Romeu Duarte escreve em sua coluna no jornal O POVO: A Virgem dos Lábios de Fel

Ter, 04 de Fevereiro de 2014 09:10



Romeu Duarte, Conselheiro Vitalício do IAB- CE e Ex-Presidente da entidade Nacional, escreve em sua coluna semanal, no Jornal O POVO.

Desde 1965 que estou plantada na foz do Riacho Maceió, cada dia mais sujo e fedorento. Além das torres residenciais luxuosas do Mucuripe, estão comigo Martim, Moacir e Japi.

 

Este lugar é meu, estou em todos os seus cantos. Meu pai, quando me criou no Alagadiço Novo, já intuía isso. Encontro-me nos bairros pobres, remediados e ricos, nas placas dos estabelecimentos comerciais, nos letreiros que anunciam os destinos dos ônibus, no genótipo e no fenótipo das mulheres daqui, em suas caras largas, em seus cabelos, como os meus, negros como a asa da graúna, no fogo que carregam na carne, em sua bravura, Maria Luíza Fontenele, Rachel de Queiroz, Tita Tavares ou aquela ali se vendendo, escorada na parede do forte. Continuo indo todos os dias do Ipu à praia com uma paradinha na volta para tirar o sal naquela bela lagoa acolá. Guerreiro branco? Ele que se cuide, pois há outros morenos, amarelos, louros, pretos, uma ruma, meu amor.

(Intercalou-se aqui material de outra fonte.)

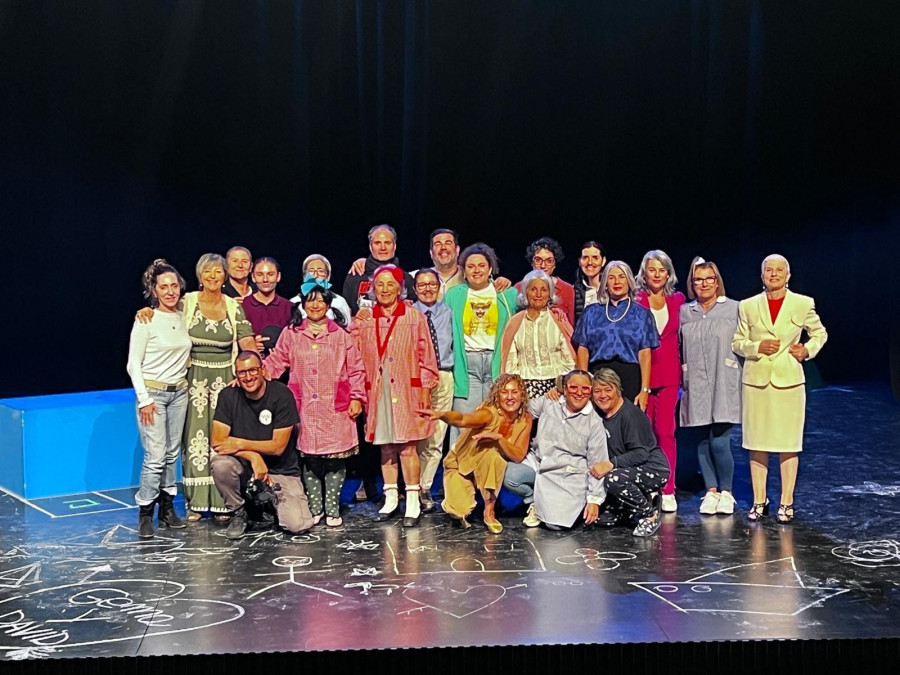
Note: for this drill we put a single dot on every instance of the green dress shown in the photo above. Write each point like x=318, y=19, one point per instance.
x=211, y=370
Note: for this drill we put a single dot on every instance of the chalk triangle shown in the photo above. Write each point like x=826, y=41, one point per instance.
x=21, y=576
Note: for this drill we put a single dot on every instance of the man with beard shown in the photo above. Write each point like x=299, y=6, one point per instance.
x=239, y=262
x=382, y=251
x=267, y=311
x=254, y=438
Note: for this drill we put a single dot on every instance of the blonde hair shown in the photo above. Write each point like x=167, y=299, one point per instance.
x=493, y=397
x=698, y=263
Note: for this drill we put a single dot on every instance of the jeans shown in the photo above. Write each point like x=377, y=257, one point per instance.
x=714, y=455
x=478, y=367
x=162, y=444
x=519, y=479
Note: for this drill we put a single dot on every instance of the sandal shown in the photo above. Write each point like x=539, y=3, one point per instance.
x=785, y=513
x=757, y=511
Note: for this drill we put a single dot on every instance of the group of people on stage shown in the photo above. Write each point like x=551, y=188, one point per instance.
x=562, y=393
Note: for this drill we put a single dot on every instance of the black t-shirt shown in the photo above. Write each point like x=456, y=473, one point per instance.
x=631, y=441
x=257, y=420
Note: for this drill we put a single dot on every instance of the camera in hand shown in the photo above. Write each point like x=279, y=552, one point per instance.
x=261, y=493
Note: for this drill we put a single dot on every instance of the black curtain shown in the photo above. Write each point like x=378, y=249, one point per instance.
x=132, y=130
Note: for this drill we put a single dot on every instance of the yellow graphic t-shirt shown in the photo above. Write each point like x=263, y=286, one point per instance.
x=480, y=319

Quem primeiro me esculpiu foi Corbiniano Lins, pernambucano de Olinda, doido pelas formas sinuosas femininas. Desde 1965 que estou plantada na foz do Riacho Maceió, cada dia mais sujo e fedorento. Além das torres residenciais luxuosas do Mucuripe, estão comigo Martim, Moacir e Japi, os três sentados sobre uma jangada. Coxas grossas, bunda arrebitada, peitos de cuia, tanga de plumas, cachola pequena, cabeleira farta, há quem passe, assovie e dê piada: “Gostosa!”. Ah, se soubessem como têm sofrido nossos corpos de concreto esses anos todos. Martim e sua espada arrancada. Moacir e a velha urupema quebrada. O pobre Japi, foi, não foi, perde a cabeça e não é por nenhuma cadela, não. Botam a culpa na maresia. Pior que o sal é a mão do homem mau.


Depois foi a vez de Zenon Barreto me imaginar Guardiã, em 1996, no pleno declínio da praia minha xará. Assentada sobre um pedestal, ajoelhada em posição de ataque, o arco curvado para mandar longe a flecha certeira, pastoro o mar em defesa desta cidade que tanto me maltrata. O mestre sobralense me idealizou originalmente em ferro; hoje, depois de tantas agressões, sou um frágil amálgama de metal e fibra de vidro. Algumas pessoas parecem gostar de mim; nos finais de tarde, vêm aos magotes, põem-me na roda, tiram fotografias minhas com seus celulares. Entretanto, outros, revoltados de butique, adoram tirar sarro da minha figura. A última foi um dia desses: um bando de abestados protestou contra a Copa pichando o meu traseiro. Se o Seu Zenon visse isso...


Minha imagem mais recente é a que está se banhando sobre uma rocha, com uma seta na mão, faceira e colossal, no meio do espelho d’água da lagoa de Messejana. Resultado de um concurso ganho pelo escultor Alexandre Rodrigues em 2004, minha estátua ganhou o rosto de uma garota cearense que participou de um desses BBBs da Globo. A cunhã era até bonitinha e bem apanhada, mas não chegava aos meus pés. O problema é que ninguém se lembra mais da minha face, tão presente, no passado, nas carteiras de cigarro e nos rótulos das garrafas de cachaça. Aqui também apanho e muito: vocês precisam ver a quantidade de lixo boiando à minha volta. Os vândalos já tisnaram minha pele de resina. Égua, difícil a vida de monumento em Fortaleza.


Há mais duas Iracemas por aí, mas vou ficando por aqui. Expondo o meu drama, termino falando pelos meus iguais. Vivem pintando óculos redondos no Clóvis Beviláqua da Praça da Faculdade de Direito. Pensam que o pobre do Patativa está pedindo esmola no Centro Dragão do Mar e enchem a mão dele de moedas. A coitada da Bárbara de Alencar, senhora altiva e avó do meu senhor, apareceu certa manhã com uma terça de Colonial na boca, colocada por algum vagabundo contrário à Confederação do Equador. Sinto perder o viço com o passar do tempo. As heroínas atuais são magras, viajadas e tiram a roupa na Playboy. Quem ainda quer saber de talhe de palmeira, favo da jati, baunilha do bosque? Ah, Ceará, te dei um rumo e é isto que me dás em troca?